Implantable Ports And Chemo

Specialties Oncology


Recently we have been discussing in our office what to do about implamtable port that have no blood return and the administration of chemo. The port has been checked over (ie dye studies, TPA'd...) and are proper position and placement. Do you give chemo through it??? We have a patient that has never had a blood return on several of her ports. Hasn't been a problem until recently we restarted her Navelbine (she has been receiving Herceptin for several years through this port, she has metastatic disease). What are the recommendations from other areas??

Thanks deb, RN:rolleyes:

renerian, BSN, RN

5,693 Posts

Specializes in MS Home Health.

We did not use them if they had no blood return. Our policy was the surgeon replaced them.


Specializes in Oncology/Haemetology/HIV.

I believe the official ONS policy is no blood return - no chemo.

As most chemo pts need blood draws regularly, whatever access used should have blood return, for the pts good.

The only extravesation of a vesicant I have seen was a Groshong w/ a sluggish blood return, but definite blood return, no the less. Scared the crap out of me.

Lack of a blood return in a port (especially over 6 monthes in) are frequently fibrin sheathes or sludge. If cathflo/TPA doesn't clear it, it needs to be replaced. Neither fibin, or sludgein the port are good, and pose dangers to the pt


30 Posts

We have Official ONS guidelines and our policies reflect those guidelines, but we all know that reality and policies can be different. It is not always an option to replace a port or use venous acces for a vesicant when they have no veins. We just have had a couple of patients who have had PICC lines and no blood return. They have had a continuous 5FU infusions and we did not pull their lines and relpace them. We had line placement verification done. By replacing every line that does not have a blood return would dramatically increase the risk of infection. Interwstingly enough, we had a patient that c/o neck pain since last Oct/Nov and had inreasing difficulty turning her head. Groshong suddenly stopped drawing blood. MRI was done and she had an abcess in her neck the surgeon feels was related to her groshong. No temps, chills, ...

Specializes in Oncology/Haemetology/HIV.


If you have sludge in the port, impeding blood return, you already have major infection risk. Similar problem with fibrin. Have you ever seen ports when they have been removed. There is an unreal amount of crap in there.

I know it annoys the heck out MDs/Surgeons but the ONS regulations are based on testing and evidence for prevention of injury/infection. Ports/Groshongs/PICCs/Broviacs/etc. need to be changed if there is evidence of impairment. And lack of blood return/ that cannot be easily fixed is evidence of impairment.

Also, frequently, there are surgeons, whose ports "never' have blood return. If there is no return - s/he has not done a very good job. If they finally are forced to do it right (and after enough redos, and MDs that get tired of their pts needing to have ports redone, and stop sending the pts to these surgeons, they will have to improve their technique - It is sad that we have to force this issue. but that is the only way to do the best for our patients.

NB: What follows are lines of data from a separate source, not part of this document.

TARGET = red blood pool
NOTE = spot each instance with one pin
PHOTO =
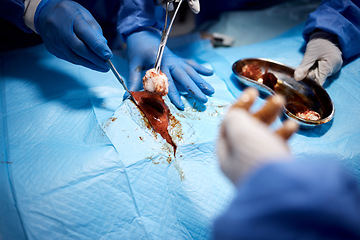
(156, 111)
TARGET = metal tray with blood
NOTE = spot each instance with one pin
(306, 101)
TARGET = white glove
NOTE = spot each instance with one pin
(245, 140)
(322, 58)
(193, 4)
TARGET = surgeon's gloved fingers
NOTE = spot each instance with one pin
(95, 41)
(272, 108)
(302, 71)
(80, 49)
(288, 128)
(134, 82)
(204, 86)
(181, 77)
(246, 100)
(200, 68)
(174, 94)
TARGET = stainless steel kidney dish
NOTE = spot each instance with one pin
(302, 97)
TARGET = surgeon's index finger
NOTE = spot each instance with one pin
(94, 39)
(246, 100)
(271, 109)
(288, 129)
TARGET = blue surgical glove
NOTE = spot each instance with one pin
(183, 75)
(322, 58)
(71, 33)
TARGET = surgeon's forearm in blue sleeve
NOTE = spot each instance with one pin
(341, 18)
(294, 200)
(71, 33)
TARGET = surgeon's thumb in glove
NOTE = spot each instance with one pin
(322, 58)
(246, 142)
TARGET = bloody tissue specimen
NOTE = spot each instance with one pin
(269, 80)
(156, 111)
(309, 115)
(251, 71)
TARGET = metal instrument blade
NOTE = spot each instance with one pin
(121, 80)
(165, 35)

Also the rad reports should have the exact placement of the line (such as tip in the superior vena cava, etc.) If the stated placement is not proper for that specific VAD, it should not be used. The line "The tip is in the bloodstream" or "Placement confirmed" is not acceptable. The tip MUST be at the specific place for that type of VAD or it should not be used.

There are other VADs than ports, also. If ports are a specific problem, then maybe MDs should order different VAD. Also, make sure the VADs are being heparinized.

Yes, MDs get ticked when we refuse to put chemo thru a port without a return. But if it is policy, and management backs Nursing (and if they don't, well there are better jobs out there), they will learn to do the right thing. It is sad that we have to train MDs to do the right thing but we owe it to our pts and their health.

Specializes in Oncology/Haemetology/HIV.


Chemo pts, because of immune system compromise, frequently show few signs of infection until horribly septic. If you have no immunity, nothing is there to cause the changes that we associate with infection. That is why the ONS feels that it is important to remove malfunctioning VADs before the sludge/bacteria collecting/fibrin gets too far.


3 Posts

We have a fewof those patients. m y understanding is that fibrin forms and acts like a valve. the chemo goes in withno complication but we cant get a blood return.

onco gal

13 Posts

Although it is against ONS policies, I have seen it done after dye studies confirm placement. However, I have also had lines that draw blood very well and were out of place!


3 Posts

thanks for the reply, ive been anurse for 19 years (yikes) but just started onc nursing this month. like starting over. Now i have some guidlelines. thanks


ozzie sue

6 Posts

I also have experienced a no blood return via port in the pall. setting. My client had a no blood return from day 1, after all the checks it was found to be in the right position and we continued on with pall. chemo with no problems. She really wasnt in a position to have it replaced unless protocol indicated it ie infection, not patent etc and she was not keen to go through the procedure again at any rate! We ensured that the line was heparinised on a regular basis even after chemo was completed.